Metade de uma década após seu lançamento, a obra prima urbana de Scorsese continua a inspirar uma nova geração de artistas
Por Nicolas Chadarevian

Taxi Driver (1976)
Em 22 de março de 1976, Taxi Driver chegava aos cinemas ao redor do mundo. Na época, jornalistas e críticos se juntaram para dissecar a obra e suas complexidades. Hoje, o desafio é outro. Falar algo de novo sobre um filme com meia década de história e que foi dirigido por uma das figuras do Mount Rushmore cinematográfico parece uma tarefa impossível.
Na primeira cena do filme, o táxi amarelo emerge do vapor dos bueiros de Nova York e abre caminho para a expressão facial abatida de Travis Bickle, interpretado por Robert De Niro em seu auge. Veterano da Guerra do Vietnã e sofrendo de insônia após voltar do conflito, Travis é só mais um homem comum, em busca de um trabalho monótono e uma vida igualmente pacata.
No decorrer do filme, Scorsese nos guia pelo outro lado da moeda do “sonho americano”, pela confusão e subsequente crise mental que anda lado a lado do pós-guerra. Ana Clara Barreto, estudante do terceiro ano de Audiovisual da Unesp, considera a obra uma denúncia. “Eu considero a mensagem do filme uma crítica à sociedade individualista e indiferente ao sofrimento alheio” relata a estudante.
A técnica e o perfeccionismo minucioso do diretor foram imprescindíveis para o caráter imortal da obra. “Para mim, todas as obras de Scorsese são atemporais e memoráveis. Taxi driver se eterniza em sua estética.” diz Barreto, enfatizando a fotografia e a iluminação marcante do filme como características que fazem o longa-metragem ser tão emblemático.

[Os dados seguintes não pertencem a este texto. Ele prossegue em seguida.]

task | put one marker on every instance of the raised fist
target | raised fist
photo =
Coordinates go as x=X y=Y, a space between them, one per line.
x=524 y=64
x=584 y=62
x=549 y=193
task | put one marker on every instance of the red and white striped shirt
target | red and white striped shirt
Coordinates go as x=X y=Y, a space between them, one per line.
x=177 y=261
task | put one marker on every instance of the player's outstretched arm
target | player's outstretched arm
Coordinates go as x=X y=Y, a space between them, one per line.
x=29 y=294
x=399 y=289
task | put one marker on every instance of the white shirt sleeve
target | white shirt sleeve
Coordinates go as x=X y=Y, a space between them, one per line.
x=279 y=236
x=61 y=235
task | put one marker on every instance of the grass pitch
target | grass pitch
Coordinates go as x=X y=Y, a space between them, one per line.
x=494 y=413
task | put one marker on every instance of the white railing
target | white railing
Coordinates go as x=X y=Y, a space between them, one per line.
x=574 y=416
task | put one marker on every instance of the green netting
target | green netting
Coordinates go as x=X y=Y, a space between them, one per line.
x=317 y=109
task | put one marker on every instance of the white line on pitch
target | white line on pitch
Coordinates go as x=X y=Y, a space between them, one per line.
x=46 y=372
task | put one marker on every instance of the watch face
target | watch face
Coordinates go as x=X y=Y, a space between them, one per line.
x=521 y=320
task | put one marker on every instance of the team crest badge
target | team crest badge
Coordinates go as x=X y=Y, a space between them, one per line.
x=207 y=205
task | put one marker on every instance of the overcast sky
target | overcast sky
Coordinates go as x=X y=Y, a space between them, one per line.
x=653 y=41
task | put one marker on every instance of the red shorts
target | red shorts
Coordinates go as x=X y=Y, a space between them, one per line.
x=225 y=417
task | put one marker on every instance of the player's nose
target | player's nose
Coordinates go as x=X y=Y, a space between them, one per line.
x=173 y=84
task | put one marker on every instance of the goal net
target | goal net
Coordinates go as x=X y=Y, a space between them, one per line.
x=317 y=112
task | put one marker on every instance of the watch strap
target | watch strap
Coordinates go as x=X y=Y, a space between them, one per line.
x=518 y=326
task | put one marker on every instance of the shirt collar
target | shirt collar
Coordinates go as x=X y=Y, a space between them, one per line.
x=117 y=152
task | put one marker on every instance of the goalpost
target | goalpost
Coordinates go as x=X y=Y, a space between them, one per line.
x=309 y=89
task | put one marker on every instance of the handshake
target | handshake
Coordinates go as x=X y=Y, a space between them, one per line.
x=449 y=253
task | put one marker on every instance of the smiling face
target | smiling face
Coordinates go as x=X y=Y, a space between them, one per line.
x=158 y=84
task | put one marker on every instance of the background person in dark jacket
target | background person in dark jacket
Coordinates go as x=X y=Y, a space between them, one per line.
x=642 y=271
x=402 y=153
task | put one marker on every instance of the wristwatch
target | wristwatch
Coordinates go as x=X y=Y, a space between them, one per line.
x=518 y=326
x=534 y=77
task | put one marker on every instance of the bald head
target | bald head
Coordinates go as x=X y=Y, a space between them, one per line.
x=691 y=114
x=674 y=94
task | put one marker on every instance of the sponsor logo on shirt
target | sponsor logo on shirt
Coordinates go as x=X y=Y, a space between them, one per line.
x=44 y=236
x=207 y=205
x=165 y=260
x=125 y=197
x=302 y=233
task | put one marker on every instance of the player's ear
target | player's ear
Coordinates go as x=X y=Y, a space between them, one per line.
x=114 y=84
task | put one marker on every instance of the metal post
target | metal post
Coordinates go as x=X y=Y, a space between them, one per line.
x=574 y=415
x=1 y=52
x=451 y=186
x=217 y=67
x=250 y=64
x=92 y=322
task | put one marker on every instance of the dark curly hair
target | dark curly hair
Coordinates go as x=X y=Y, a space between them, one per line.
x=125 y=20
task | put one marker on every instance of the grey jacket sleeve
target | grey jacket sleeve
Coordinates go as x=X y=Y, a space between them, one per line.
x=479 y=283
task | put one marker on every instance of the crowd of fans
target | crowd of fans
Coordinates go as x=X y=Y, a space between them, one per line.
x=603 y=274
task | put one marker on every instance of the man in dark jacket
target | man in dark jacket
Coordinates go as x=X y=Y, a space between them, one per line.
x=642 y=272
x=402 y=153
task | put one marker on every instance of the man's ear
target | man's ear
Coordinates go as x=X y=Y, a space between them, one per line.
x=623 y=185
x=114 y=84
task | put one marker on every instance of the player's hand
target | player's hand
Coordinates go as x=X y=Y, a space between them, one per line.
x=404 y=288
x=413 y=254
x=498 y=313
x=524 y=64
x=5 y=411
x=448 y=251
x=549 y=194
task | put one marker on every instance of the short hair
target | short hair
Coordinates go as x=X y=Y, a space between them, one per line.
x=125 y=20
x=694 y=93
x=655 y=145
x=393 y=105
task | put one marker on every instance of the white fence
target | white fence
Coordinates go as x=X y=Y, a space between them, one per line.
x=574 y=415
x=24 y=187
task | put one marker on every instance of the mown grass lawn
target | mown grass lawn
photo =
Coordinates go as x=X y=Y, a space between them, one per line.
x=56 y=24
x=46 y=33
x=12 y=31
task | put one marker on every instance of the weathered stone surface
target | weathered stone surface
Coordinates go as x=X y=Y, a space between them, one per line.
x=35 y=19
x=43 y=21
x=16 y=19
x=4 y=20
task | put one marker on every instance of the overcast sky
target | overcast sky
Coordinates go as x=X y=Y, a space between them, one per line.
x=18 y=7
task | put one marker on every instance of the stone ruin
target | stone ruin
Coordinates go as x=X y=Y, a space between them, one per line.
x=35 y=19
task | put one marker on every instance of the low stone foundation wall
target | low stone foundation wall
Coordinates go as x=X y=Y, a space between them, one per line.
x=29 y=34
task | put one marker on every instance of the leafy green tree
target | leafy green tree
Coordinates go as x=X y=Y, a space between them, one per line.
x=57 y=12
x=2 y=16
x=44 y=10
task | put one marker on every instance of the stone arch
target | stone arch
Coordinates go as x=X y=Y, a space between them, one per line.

Ainda sobre a destreza do cinematógrafo, Ana Clara diz que assistir as produções de Scorsese a fizeram entender melhor a complexidade de um filme como um todo. “Entender roteiro, cenários, atuação e pós como mecanismos de algo maior. Sinto a paixão dele em suas obras e seu estilo clássico é uma ode a diversos outros filmes, e eu amo”, conta Barreto.
50 anos após o seu lançamento, Taxi Driver continua revolucionando e influenciando novas gerações de artistas. A profundidade da obra permite o seu estudo por diversas áreas do conhecimento, desde a psicanálise freudiana (comentada pelo próprio diretor) até o estudo técnico da paleta de cores escolhida a dedo para cada cena.
A trilha sonora do filme também merece seu devido reconhecimento. Feita por Bernard Herrmann, a musicalidade do filme tem o jazz como guia principal. Os tons melancólicos do saxofone de Herrmann solidificam a atmosfera da obra como algo noturno, solitário e claustrofóbico, agindo como uma porta que se abre para a psique caótica de Travis Bickle.